Again, there’s a difference between what is moral, what is legal and what is politically feasible. It is illogical to think that personhood begins at some point towards the end of the first trimester but, at least in Britain, that’s the sense – half-formed, perhaps – a plurality of the population shares. If this weren’t the case then abortions would be legal at any point in pregnancy. But they aren’t because most of us feel, intuitively that some abortions, if they were legal, would be much worse than others.

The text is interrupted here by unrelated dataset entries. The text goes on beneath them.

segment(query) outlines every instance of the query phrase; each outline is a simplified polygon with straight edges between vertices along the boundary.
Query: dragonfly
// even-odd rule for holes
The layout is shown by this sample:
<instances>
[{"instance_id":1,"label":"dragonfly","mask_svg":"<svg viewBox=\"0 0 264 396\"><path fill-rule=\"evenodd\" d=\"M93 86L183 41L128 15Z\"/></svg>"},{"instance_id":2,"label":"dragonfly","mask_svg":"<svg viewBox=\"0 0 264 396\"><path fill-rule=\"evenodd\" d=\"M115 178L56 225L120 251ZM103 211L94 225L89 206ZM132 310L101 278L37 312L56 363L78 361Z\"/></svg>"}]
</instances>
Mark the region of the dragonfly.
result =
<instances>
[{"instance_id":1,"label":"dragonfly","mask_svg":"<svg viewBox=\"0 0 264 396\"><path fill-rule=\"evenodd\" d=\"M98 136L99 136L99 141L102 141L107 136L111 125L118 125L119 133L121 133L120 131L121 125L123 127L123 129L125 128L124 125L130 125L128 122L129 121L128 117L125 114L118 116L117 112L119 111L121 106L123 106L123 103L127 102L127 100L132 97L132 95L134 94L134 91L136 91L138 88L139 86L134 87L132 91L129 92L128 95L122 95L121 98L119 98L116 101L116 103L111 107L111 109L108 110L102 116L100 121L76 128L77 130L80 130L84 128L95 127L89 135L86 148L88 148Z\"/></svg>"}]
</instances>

Increasingly, I suspect, we think that abortions after the point at which medical progress means the infant might have a viable chance of life outside the womb, are morally questionable. The divide between abortion and infanticide is ever blurrier.

The argument about when life actually begins has always struck me as mildly irrelevant. What matters more, surely, is that abortion terminates the possibility of life (assuming the pregnancy proceeds in full health) and that, accordingly, even those abortions carried out as early in the process as possible are, rationally speaking, different in degree not kind to those abortions most of us consider ethically abhorrent.

The law’s concerns are different. The law is concerned with regulating a practice that would, if it were illegal, be driven underground. Legal abortion makes abortion safer; it also probably makes it less rare. It’s comparable to, if also more complicated than, the arguments about drug use or prostitution.

Even if one accepts – with whatever degree of reluctance – that abortion should be legal it does not follow that all abortions, even in the first trimester, are created equal. Moreover, there’s a difference between the particular and the general. That is, an individual may have a compelling reason for aborting a fetus diagnosed with Down Syndrome; the consequences of a society-wide trend to aborting all (or almost all) such supposedly “non-perfect” fetuses are more morally troubling. (What comes next?) Something similar might be said of sex-selective abortion.

And what of repeat abortions? Approximately one third of abortion procedures in the UK are carried out on women who have previously terminated a pregnancy. The figure is reckoned to be even higher in the United States. In some cases these abortions are the result of contraceptive-failure. Often they are not.

It might be stretching the argument to claim that there are large numbers of women for whom abortion is just another form of contraception but is there a difference  – morally, not legally – between a first abortion a fifth termination? I think there must be even if I also think it’s impossible to craft laws that make this kind of distinction.

Again, the fact that something is – or should be – legal is not the same as condoning that act. There are things that can be legal but ethically dubious. One abortion might be unfortunate; repeat abortions can look more like some kind of callous carelessness. The former can be forgiven by many people (if often reluctantly) the latter circumstance is a different matter even if, again, the general trend is more horrifying than any particular individual case may be. It’s a kind of failure.

So there are extremists on both sides of these arguments even if, in general, the press (in both the UK and the USA) tends to suggest that only one side is extreme. In part that’s because there are more anti-abortion-in-all-cases campaigners than there are any-abortion-is-fine-and-what’s-your-problem? campaigners on the other. But it’s also the case that one extreme is generally considered more beyond the pale than the other.

Which, of course, is why politicians prefer to avoid talking about these issues.